Search code examples
pythonregexsplit

Separate a string between each two neighbouring different digits via `re.split` DIRECTLY (in Python)?


For instance, I'd like to convert "91234 5g5567\t7₇89^" into ["9","1","2","3","4 5g55","67\t7₇8","9^"]. Of course this can be done in a for loop without using any regular expressions, but I want to know if this can be done via a singular regular expression. At present I find two ways to do so:

>>> import re
>>> def way0(char: str):
...     delimiter = ""
...     while True:
...         delimiter += " "
...         if delimiter not in char:
...             substitution = re.compile("([0-9])(?!\\1)([0-9])")
...             replacement = "\\1"+delimiter+"\\2"
...             cin = [char]
...             while True:
...                 cout = []
...                 for term in cin: cout.extend(substitution.sub(replacement,term).split(delimiter))
...                 if cout == cin:
...                     return cin
...                 else:
...                     cin = cout
...
>>> way0("91234 5g5567\t7₇89^")
['9', '1', '2', '3', '4 5g55', '67\t7₇8', '9^']
>>> import functools
>>> way1 = lambda w: ["".join(list(y)) for x, y in itertools.groupby(re.split("(0+|1+|2+|3+|4+|5+|6+|7+|8+|9+)", w), lambda z: z != "") if x]
>>> way1("91234 5g5567\t7₇89^")
['9', '1', '2', '3', '4 5g55', '67\t7₇8', '9^']

However, neither way0 nor way1 is concise (and ideal). I have read the help page of re.split; unfortunately, the following code does not return the desired output:

>>> re.split(r"(\d)(?!\1)(\d)","91234 5g5567\t7₇89^")
['', '9', '1', '', '2', '3', '4 5g5', '5', '6', '7\t7₇', '8', '9', '^']

Can re.split solve this problem directly (that is, without extra conversions)? (Note that here I don't focus on the efficiency.)

There are some questions of this topic before (for example, Regular expression of two digit number where two digits are not same, Regex to match 2 digit but different numbers, and Regular expression to match sets of numbers that are not equal nor reversed), but they are about "RegMatch". In fact, my question is about "RegSplit" (rather than "RegMatch" or "RegReplace").


Solution

  • If you want to solve this using re.split without capturing and any further processing in one step, an idea is to use only lookarounds and in the lookbehind disallow two same digits looking ahead.
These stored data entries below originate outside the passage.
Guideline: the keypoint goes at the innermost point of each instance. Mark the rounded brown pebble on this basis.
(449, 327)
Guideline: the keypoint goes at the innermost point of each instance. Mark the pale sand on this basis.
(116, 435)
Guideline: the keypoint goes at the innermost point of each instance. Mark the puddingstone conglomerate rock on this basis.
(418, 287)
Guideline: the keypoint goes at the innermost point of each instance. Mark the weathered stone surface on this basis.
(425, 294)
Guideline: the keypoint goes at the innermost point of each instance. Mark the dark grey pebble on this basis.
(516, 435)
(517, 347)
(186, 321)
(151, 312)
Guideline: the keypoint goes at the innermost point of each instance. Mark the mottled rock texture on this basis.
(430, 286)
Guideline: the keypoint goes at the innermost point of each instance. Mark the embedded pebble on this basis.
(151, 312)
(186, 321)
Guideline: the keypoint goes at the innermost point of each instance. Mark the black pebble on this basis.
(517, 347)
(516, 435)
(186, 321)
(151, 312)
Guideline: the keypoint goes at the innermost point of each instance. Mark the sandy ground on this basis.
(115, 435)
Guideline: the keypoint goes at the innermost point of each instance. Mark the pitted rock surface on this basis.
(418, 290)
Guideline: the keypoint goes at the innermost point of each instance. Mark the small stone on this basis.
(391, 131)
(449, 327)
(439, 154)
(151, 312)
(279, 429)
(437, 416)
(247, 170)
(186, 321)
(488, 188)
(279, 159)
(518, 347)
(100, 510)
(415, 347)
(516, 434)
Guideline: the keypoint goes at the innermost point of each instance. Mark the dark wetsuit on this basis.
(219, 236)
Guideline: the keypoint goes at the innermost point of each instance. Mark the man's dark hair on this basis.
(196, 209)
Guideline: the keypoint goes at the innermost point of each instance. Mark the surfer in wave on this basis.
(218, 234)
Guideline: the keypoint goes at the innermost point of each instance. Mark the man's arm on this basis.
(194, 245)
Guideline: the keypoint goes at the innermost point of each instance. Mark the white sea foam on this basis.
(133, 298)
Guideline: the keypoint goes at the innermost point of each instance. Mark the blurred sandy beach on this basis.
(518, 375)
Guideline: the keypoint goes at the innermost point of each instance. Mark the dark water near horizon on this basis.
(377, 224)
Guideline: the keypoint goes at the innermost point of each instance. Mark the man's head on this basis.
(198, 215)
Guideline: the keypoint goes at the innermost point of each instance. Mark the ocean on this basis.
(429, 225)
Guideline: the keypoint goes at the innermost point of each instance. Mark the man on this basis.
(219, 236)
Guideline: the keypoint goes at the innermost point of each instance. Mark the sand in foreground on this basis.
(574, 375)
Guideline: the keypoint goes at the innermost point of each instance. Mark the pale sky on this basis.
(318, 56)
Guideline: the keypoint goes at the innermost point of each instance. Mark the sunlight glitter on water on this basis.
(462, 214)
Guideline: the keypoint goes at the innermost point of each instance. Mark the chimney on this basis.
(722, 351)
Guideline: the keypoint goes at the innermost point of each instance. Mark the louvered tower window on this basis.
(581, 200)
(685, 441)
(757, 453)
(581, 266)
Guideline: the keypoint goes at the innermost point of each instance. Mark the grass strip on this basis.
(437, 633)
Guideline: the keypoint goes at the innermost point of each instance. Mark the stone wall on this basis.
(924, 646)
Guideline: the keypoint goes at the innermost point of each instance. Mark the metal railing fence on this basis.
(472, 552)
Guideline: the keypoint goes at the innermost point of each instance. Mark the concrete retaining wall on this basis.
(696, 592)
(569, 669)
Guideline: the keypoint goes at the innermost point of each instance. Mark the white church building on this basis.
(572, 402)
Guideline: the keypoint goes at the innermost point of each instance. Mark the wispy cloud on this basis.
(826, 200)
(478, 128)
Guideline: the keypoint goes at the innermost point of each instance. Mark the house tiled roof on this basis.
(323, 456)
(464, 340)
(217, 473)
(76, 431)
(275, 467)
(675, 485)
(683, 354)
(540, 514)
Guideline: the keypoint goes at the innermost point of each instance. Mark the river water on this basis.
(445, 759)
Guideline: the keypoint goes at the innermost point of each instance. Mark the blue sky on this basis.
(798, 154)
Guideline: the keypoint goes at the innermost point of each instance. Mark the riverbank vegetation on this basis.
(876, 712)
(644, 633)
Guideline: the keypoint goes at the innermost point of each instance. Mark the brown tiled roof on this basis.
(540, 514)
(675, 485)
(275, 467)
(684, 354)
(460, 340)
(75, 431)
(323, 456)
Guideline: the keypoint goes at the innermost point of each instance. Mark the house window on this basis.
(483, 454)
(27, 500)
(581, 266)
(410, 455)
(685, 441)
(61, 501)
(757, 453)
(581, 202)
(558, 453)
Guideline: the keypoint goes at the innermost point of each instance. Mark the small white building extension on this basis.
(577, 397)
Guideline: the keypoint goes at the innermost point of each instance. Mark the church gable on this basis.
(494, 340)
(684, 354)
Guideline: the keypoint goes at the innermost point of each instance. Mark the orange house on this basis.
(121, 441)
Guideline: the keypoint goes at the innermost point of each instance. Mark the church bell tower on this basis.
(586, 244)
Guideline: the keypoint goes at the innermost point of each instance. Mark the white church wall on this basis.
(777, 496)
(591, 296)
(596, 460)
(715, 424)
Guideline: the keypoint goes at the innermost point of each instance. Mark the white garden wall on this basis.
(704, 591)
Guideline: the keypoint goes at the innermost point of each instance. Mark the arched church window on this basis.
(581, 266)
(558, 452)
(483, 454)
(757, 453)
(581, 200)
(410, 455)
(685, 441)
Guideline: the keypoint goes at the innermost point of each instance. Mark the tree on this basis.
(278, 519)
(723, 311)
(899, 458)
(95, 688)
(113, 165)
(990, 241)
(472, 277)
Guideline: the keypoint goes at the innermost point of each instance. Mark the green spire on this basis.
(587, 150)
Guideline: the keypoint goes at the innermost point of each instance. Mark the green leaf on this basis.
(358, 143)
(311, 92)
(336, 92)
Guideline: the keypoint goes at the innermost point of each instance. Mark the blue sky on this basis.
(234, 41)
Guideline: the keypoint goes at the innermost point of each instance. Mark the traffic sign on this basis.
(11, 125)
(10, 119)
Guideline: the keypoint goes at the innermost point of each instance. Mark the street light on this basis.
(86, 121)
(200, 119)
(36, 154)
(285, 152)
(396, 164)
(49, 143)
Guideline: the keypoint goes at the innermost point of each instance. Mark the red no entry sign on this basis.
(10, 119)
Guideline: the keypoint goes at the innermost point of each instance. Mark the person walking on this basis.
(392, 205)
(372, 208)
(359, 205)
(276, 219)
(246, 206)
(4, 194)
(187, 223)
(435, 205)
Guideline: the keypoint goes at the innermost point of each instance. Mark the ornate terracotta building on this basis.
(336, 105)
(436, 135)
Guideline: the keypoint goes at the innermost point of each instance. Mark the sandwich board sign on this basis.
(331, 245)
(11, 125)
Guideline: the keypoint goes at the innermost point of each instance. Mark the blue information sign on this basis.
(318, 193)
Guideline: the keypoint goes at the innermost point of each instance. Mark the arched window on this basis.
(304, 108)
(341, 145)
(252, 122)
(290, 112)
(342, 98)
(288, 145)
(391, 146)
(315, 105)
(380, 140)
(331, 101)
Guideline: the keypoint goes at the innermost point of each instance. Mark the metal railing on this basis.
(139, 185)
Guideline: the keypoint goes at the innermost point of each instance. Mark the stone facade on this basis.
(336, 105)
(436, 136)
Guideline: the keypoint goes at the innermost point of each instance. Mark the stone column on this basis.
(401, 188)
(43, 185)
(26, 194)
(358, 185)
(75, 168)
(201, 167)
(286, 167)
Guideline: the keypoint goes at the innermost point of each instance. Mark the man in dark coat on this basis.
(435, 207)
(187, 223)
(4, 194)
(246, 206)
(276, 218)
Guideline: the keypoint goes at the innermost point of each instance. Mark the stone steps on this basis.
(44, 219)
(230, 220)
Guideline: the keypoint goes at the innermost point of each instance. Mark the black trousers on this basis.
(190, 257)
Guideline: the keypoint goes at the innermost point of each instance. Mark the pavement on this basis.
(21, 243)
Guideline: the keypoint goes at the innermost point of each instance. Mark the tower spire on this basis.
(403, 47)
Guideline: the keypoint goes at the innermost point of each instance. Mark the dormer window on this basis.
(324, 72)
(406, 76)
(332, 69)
    (?=[0-9])(?<=(?!00|11|22|33|44|55|66|77|88|99)[0-9])
    

    See this demo at regex101 or the Python demo at tio.run

    The way it works is obvious. The lookarounds find any position between two digits. Inside the lookbehind the negative lookahead prevents matching (before) if two same digits are ahead.

    I used [0-9] and not \d because unsure if \d matches unicode digits in your Python version.